LePan's future humans are doubly prejudiced. Their prejudices about mental disabilities convince them that the impaired are not human. Then speciesism takes over. "Not human" means "morally unimportant" in their minds.
The novel makes us see what a terrible thing it is to be prejudiced, and how that attitude can blind us to important truths. Bravo.
[Pause for emphasis. Really, bravo!]The thing is, LePan invites us to go further--to see a moral equivalence. The kids are kept in filthy pens, fattened up, castrated, tagged, etc. We are to think "That's just what we do to animals!"
Is it the same? LePan's human livestock are impaired children, so presumably no more knowing than cattle. Yet he focuses on a boy who's been miscategorized. He's just deaf, not mentally impaired. So he is aware of what's going on and suffers accordingly.
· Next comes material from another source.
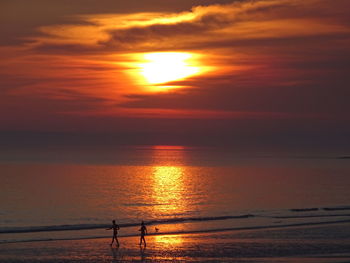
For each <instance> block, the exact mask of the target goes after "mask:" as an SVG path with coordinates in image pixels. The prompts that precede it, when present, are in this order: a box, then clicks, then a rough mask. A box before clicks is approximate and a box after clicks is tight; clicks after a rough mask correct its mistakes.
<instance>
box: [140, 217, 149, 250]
mask: <svg viewBox="0 0 350 263" xmlns="http://www.w3.org/2000/svg"><path fill="white" fill-rule="evenodd" d="M139 231H140V232H141V236H140V246H141V245H142V241H143V243H144V246H145V247H146V239H145V235H146V234H147V228H146V226H145V222H143V221H142V222H141V228H140V229H139Z"/></svg>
There's no way to equate the boy's plight with a farm animal's.
Most of the "childstock" in Animals don't understand what they're going through. So there's a stronger case to be made for an exact equation. Certainly lots of ethicists think so--the argument from "marginal cases" is ubiquitous in the animal ethics literature. The novel is that argument in fictional form, with lots of "essaying" interspersed with a brief story.
Myself, I'm not wild about the idea that animals and impaired children are morally interchangeable. In LePan's novel, children can wind up being eaten by their own parents. Surely that relationship matters. If there's one duty we can all agree on, it's the duty not to eat your children!
To think animals and impaired children are morally interchangeable, you'd have to think it was morally irrelevant that impaired humans are "the weak among us"--not only children, but particularly helpless children. Note: we have extra solicitude not just for impaired humans but for impaired animals. Think about all those stories about beached whales being helped by humans that turn up in the newspaper periodically.
When we think "how terrible!" about the treatment of the childstock in Animals, there are lots (and lots) of factors that enter into that assessment. (I explore all of this at length in my new book--see chapters 5 and 6). It's not inevitable that we must think exactly the same thing about eating childstock and eating livestock.
Animals is compulsively readable, but truly sickening (perhaps the author will take both descriptions as compliments). After reading it, I decided to go on a people-eating diet. No, I'm not cutting back on eating people, but cutting back on people-eating books and movies.
In the last year, I've read/seen an awful lot: The superb and amazingly creepy novel Under the Skin, by Michel Faber. Cormac McCarthy's The Road. The movie War of the Worlds. In the end, nothing's really going to make us equate eating animals and eating people. Cora Diamond makes that point very effectively in her memorable essay "Eating Meat and Eating People." If you're going to get into this territory, I'd start with that.